In the 1970s, the prediction by these new classical economists came true. A long-lasting period of stagnation started during which expansionary monetary policies failed to downturn unemployment; a positive relationship between unemployment and inflation emerged during a decade [7].
Currently, in the mainstream, one believes that the growth of money cannot boost the economy and decrease unemployment if one imposes a sustained and permanent inflation policy. If policymakers aim to let the money volume increase permanently, agents become so accustomed that the government policies become ineffective in the long run. Nevertheless, the Federal Reserve looks at the volume of money and at the interest rate as apparatuses, even levers, to influence the economy in the short run. In other words, policymakers at the Federal Reserve believe that unexpected changes in the volume of money influence economic conditions in the short run. However, an interesting question pertains to the time scale that distinguishes the short run from the long run relationship between inflation and unemployment.
Thus, the true relation between unemployment and inflation and especially the causality direction between them are still serious controversial issues in economics; see for example [8,9,10,11,12,13,14,15,16,17,18,19] and the references therein. The debate especially finds a crucial meaning if policymakers aim to impose expansionary monetary policies to boost production during recessions. There is no need to observe that this controversy is a quite pertinent dilemma at the time of writing (during the COVID-19 pandemic) [20,21].
Yet, few works have considered the so-called theoretical complexity of these variables. This gap thereby leads to the research questions of this paper, as in [22,23].
On the other hand, complexity economics has attracted a great deal of attention in recent years [24,25,26,27,28,29,30,31,32,33,34,35]. Indeed, the economy can be considered as a huge network of heterogeneous agents who interact with each other and with their environment [34,36,37,38,39,40,41,42,43]. It is reasonable to expect that inflation and unemployment, as outcomes of these complex systems, inherent complexity theory features. This suggests considering a thorough analysis of these variables along with advanced techniques available in the complexity theory approach, itself found to be of interest in many applications [44,45,46,47].
Looking at unemployment and inflation indices as simple variables forces one to ignore some rich knowledge about their complexity. It has been shown for example that economic indicators and their coupling have nice scaling and present multifractal features [22,48,49,50,51,52]. Scaling analysis has proven successful to address a wide range of phenomena in nature; see for example [53,54,55,56,57,58]. Economic indices are not an exception [49,50,59,60,61,62]. Moreover, these multiscaling features can be also described through an entropy function and free energy as introduced for multifractals [63,64,65].
In this work, to grab scaling features of unemployment and inflation, and to analyze the role of large fluctuations, we focus on the non-Gaussianities in their probability density functions (PDF). For illustration, we focus on monthly records of inflation and unemployment rates, provided by the U.S. Inflation Calculator [66] and U.S. Bureau of Labor Statistics [67], for the period lasting from January 1948 until October 2018 [68].
Figure 1a illustrates such monthly data during the period. The mean (standard deviation) % values of inflation and unemployment for this term are 3.51 ( 2.93 ) and 5.76 ( 1.64 ) , respectively. The correlation coefficient between unemployment and inflation for the whole data depicted in Figure 1 is less than ∼0.05, which is not statistically meaningful.
Figure 1b shows two areas for the data points: “regular” and “rare” events.

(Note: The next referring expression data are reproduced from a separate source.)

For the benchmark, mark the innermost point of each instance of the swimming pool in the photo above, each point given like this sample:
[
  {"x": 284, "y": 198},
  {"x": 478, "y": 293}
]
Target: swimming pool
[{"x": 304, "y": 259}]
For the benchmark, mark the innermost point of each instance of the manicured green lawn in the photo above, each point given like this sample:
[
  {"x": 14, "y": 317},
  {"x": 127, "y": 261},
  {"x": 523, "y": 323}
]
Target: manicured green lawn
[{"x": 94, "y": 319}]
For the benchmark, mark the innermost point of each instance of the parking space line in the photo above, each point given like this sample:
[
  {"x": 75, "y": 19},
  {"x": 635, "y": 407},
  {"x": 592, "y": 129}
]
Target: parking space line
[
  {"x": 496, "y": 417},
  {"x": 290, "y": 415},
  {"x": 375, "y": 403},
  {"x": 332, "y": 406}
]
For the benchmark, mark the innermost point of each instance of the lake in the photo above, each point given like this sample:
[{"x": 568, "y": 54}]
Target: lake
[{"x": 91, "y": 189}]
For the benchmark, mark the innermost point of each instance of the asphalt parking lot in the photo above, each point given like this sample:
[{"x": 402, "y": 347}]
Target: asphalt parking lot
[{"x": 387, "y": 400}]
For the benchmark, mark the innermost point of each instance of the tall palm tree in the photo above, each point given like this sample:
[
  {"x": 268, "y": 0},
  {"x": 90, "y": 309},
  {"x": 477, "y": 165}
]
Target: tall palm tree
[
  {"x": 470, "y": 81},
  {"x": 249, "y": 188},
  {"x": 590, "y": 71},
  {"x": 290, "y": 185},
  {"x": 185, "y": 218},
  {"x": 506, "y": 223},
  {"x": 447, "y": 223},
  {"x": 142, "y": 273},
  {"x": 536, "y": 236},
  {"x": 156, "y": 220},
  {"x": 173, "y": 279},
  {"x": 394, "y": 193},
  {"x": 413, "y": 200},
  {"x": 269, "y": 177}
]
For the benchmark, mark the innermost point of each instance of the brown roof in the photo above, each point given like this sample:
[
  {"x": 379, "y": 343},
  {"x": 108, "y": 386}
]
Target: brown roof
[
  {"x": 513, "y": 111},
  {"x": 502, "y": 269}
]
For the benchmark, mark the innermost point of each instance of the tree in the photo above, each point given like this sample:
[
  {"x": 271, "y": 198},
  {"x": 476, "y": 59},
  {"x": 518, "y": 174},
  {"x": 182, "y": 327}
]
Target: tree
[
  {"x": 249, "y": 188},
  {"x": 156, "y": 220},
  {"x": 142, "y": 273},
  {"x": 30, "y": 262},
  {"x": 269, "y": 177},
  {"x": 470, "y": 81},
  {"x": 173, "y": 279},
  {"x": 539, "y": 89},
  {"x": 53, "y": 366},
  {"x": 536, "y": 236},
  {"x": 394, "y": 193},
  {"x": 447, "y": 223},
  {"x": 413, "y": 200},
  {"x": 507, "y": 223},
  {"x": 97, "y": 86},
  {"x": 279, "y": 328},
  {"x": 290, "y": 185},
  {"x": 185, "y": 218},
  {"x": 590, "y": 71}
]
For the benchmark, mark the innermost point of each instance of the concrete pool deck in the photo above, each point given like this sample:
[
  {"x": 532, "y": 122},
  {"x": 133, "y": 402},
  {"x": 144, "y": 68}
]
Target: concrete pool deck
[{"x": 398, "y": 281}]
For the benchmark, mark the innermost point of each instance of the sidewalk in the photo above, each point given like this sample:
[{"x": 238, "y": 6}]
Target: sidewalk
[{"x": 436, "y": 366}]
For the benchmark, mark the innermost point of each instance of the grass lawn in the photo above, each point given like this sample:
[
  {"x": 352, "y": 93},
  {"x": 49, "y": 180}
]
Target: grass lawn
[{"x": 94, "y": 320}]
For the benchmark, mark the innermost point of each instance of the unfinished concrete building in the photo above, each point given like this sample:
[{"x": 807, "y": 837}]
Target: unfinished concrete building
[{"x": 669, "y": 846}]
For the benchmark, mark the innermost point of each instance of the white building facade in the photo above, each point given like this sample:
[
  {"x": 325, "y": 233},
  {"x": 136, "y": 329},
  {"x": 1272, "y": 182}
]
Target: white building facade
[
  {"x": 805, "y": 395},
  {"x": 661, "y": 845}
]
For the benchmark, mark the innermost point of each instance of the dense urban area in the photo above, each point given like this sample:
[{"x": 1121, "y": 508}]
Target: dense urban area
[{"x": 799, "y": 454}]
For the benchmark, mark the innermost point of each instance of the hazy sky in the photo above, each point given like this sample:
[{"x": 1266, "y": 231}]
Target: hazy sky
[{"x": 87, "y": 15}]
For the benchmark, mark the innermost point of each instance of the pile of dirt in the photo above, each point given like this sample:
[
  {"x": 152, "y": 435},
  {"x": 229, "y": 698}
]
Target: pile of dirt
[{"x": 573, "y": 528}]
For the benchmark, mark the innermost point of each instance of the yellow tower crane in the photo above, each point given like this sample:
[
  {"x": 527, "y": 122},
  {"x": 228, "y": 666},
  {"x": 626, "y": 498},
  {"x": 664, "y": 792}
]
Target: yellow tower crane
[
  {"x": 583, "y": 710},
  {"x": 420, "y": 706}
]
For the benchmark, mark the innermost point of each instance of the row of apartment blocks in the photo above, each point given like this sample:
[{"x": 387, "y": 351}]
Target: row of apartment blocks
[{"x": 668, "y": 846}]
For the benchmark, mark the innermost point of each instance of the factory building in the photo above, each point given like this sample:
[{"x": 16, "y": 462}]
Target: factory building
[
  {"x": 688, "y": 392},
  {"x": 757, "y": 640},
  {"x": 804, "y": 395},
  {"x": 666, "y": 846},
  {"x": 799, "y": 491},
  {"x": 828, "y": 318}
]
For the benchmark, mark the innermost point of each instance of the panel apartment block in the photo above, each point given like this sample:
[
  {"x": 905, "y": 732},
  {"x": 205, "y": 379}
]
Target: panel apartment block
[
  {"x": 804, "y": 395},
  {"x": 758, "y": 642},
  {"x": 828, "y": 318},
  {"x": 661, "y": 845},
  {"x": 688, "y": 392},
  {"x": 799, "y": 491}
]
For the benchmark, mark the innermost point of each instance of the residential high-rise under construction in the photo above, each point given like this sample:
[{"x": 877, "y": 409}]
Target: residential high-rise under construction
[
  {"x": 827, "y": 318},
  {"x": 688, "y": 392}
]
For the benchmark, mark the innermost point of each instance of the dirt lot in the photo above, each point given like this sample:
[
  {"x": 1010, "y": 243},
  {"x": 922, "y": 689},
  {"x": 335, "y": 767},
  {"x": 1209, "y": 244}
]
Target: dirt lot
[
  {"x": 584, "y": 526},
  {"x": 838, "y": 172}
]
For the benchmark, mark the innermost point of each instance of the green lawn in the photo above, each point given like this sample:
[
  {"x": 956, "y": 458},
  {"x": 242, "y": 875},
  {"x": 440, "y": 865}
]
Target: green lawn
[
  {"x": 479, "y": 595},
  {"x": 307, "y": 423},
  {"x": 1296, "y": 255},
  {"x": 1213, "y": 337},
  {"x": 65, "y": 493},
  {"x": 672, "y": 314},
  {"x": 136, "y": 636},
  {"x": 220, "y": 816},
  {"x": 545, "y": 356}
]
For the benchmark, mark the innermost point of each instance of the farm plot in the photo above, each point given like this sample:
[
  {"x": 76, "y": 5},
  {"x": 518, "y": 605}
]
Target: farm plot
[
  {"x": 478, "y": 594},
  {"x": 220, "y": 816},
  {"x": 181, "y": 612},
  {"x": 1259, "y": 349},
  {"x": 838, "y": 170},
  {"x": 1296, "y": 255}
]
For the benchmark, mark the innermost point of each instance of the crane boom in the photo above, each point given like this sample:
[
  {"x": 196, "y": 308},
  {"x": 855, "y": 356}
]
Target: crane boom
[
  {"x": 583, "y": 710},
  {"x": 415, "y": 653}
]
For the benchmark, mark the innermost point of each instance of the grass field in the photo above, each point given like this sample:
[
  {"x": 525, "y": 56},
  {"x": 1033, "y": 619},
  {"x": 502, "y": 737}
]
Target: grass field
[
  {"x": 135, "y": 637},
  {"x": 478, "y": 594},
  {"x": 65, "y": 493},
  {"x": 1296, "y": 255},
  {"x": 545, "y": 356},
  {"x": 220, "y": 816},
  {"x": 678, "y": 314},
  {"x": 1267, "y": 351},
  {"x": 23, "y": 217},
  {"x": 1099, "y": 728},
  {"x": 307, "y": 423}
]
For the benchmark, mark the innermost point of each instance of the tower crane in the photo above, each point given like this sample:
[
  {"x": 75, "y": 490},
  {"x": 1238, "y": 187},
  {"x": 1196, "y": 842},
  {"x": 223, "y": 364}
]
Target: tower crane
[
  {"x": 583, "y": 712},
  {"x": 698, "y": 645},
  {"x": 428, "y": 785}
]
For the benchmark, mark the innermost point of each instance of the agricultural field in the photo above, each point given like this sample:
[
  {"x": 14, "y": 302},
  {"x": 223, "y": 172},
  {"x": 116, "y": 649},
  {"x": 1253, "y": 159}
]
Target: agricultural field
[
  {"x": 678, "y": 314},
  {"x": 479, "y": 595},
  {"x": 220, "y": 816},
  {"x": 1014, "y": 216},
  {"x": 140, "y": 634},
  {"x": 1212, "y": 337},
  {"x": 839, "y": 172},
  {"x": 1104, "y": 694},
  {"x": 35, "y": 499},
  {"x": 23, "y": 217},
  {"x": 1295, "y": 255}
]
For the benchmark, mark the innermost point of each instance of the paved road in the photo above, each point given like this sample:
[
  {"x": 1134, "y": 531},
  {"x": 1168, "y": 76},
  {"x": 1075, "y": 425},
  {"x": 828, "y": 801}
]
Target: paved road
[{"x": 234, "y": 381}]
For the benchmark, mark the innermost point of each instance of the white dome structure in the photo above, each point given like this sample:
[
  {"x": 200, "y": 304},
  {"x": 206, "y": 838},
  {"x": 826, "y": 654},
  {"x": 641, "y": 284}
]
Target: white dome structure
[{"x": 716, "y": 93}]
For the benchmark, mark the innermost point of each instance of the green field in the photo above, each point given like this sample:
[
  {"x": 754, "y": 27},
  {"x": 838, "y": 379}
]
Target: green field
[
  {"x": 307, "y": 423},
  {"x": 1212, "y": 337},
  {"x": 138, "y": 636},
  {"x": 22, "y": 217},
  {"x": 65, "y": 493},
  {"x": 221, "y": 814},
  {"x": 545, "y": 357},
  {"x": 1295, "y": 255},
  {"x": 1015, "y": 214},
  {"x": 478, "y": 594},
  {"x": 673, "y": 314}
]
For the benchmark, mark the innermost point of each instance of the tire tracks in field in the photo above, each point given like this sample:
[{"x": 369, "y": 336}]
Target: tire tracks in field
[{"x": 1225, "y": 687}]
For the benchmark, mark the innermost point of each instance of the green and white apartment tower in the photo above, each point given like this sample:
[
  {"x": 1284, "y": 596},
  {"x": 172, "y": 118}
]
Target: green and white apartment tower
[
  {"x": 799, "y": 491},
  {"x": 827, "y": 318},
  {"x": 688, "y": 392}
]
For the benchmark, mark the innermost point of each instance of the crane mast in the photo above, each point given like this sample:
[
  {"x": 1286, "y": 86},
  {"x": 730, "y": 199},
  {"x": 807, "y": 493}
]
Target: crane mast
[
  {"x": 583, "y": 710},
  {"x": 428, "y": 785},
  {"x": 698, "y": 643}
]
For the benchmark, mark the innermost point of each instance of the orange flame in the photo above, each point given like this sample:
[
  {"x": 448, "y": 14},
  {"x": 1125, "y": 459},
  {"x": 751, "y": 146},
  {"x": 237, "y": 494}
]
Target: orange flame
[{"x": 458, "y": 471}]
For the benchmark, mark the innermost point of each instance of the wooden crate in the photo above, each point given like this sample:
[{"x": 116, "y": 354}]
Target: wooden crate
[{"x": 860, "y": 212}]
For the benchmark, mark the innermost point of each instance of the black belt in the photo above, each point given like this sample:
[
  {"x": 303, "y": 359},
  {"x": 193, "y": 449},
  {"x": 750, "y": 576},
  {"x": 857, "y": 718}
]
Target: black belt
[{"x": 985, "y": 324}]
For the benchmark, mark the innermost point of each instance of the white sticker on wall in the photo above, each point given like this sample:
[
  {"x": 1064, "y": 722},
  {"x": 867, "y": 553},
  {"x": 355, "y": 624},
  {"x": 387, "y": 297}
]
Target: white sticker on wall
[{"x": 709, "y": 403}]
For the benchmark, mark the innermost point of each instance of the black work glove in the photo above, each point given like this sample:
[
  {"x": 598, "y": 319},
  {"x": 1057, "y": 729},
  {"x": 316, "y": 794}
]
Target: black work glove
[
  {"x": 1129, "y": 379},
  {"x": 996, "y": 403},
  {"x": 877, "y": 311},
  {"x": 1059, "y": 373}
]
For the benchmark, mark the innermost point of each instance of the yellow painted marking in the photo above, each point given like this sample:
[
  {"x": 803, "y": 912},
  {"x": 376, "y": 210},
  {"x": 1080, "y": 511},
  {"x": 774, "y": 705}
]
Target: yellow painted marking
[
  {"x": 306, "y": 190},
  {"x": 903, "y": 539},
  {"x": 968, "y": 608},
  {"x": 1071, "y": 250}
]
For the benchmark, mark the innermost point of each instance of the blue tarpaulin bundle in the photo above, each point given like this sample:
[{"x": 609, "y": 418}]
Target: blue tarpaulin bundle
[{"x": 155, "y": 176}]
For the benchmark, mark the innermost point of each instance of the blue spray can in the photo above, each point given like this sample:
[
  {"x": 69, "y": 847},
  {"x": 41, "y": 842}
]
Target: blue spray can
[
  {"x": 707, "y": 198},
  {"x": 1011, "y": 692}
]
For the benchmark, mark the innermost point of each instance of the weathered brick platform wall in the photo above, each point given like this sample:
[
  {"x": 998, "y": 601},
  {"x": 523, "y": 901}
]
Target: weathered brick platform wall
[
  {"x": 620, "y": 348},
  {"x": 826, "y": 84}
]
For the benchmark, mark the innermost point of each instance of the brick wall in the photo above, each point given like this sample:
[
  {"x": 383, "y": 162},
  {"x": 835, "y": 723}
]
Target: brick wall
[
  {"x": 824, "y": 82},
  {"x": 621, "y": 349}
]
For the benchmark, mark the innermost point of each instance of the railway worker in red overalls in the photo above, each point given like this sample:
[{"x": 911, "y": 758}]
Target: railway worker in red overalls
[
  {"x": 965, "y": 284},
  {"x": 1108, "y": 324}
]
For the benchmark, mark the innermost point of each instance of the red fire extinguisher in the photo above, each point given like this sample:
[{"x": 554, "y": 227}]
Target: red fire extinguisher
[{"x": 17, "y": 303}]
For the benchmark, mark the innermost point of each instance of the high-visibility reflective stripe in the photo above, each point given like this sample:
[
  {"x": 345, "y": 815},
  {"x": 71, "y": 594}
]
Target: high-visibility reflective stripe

Regular events are those events that are inside an ellipse centered on the mean value coordinates of both data with a “chord” of three standard deviations ( 3 σ ) in each possible direction in the plane. In other words, we consider that the rare events are those events that are at least 3 σ away from the mean value.
If we exclude regular events and focus on the tail of the distribution illustrated in Figure 1b, then the correlation coefficient is ≃−0.24. This means that the response of the economy to rare events might be different from regular events.

2. Methods

2.1. Multifractal Random Walk (MRW)

In essence, the Multifractal Random Walk (MRW) is used to analyze time series stems from turbulent cascade models [69]. MRW is a model to study multifractality based on the non-Gaussianity of the PDF. The model generates a non-Gaussian time series of fluctuations through protecting two-time series, a Gaussian and a log-normal, such that the non-Gaussian parameter is the standard deviation of the log-normal signal. One can show that in an MRW, the non-Gaussianity parameter is related to multifractality features [56,70].
Thus, MRW processes are useful for representing the non-Gaussian behavior of time series. Practically, the temporal fluctuations increment of a process at scale s, δ s x ( t ) = x ( t + s ) x ( t ) , are modeled by the product of a normal and a log-normal process:
δ s x ( t ) = ϵ s ( t ) e ω s ( t ) ,
where ϵ s ( t ) and ω s ( t ) are normal processes with zero mean and standard deviations equal to σ ( s ) and λ ( s ) , respectively.
Based on Equation (1), we can write a probability density function for δ s x ( t ) as:
P s ( δ s x ) = 0 G s ( ln σ ( s ) ) 1 σ ( s ) F s δ s x σ ( s ) d ( ln σ ( s ) ) ,
where:
G s ( ln σ ( s ) ) = 1 2 π λ ( s ) exp ( ln σ ( s ) + λ 2 ( s ) ) 2 2 λ 2 ( s ) ,
and:
F s δ s x σ ( s ) = 1 2 π exp δ s x 2 2 σ 2 ( s ) .
Since λ 2 ( s ) is the variance of the log-normal part of the process. This parameter is the key representative measure of the non-Gaussianity of the process; if λ 2 ( s ) 0 , the PDF of δ s x ( t ) converges to a Gaussian distribution. An estimation of λ 2 ( s ) versus a scale s is our way of presenting the effect of large fluctuations over different time scales. Furthermore, for showing the effects of the rare events (in the PDF tails), high order moments of fluctuations of order q, denoted by m q , can be calculated:
m q ( δ s x ) = | ( δ s x ) | q = | δ s x | q P s ( δ s x ) d ( δ s x ) 1 q .
A large value of m q implies a significant role of rare events. If this is found to be independent of q, the process is called monofractal; otherwise, it is called a multifractal [56].

2.2. Joint Multifractal Approach: The Bi-MRW Method

Muzy et al. [71,72] proposed the Bivariate Multifractal Random Walk (Bi-MRW) method for analyzing two coupled non-Gaussian stochastic processes ( x ( t ) = { x 1 ( t ) , x 2 ( t ) } ) simultaneously, when the increments of each time series are supposed to be generated by the product of normal and log-normal processes:
δ s x ( t ) = δ s x 1 ( t ) , δ s x 2 ( t ) = ϵ 1 ( s ) ( t ) e ω 1 ( s ) ( t ) , ϵ 2 ( s ) ( t ) e ω 2 ( s ) ( t ) ,
in which ( ϵ 1 ( s ) , ϵ 2 ( s ) ) and ( ω 1 ( s ) , ω 2 ( s ) ) have a joint normal PDF with zero mean.
Practically, ( ϵ 1 ( s ) , ϵ 2 ( s ) ) have a covariance matrix:
Σ ( s ) σ 1 2 ( s ) Σ ( s ) Σ ( s ) σ 2 2 ( s )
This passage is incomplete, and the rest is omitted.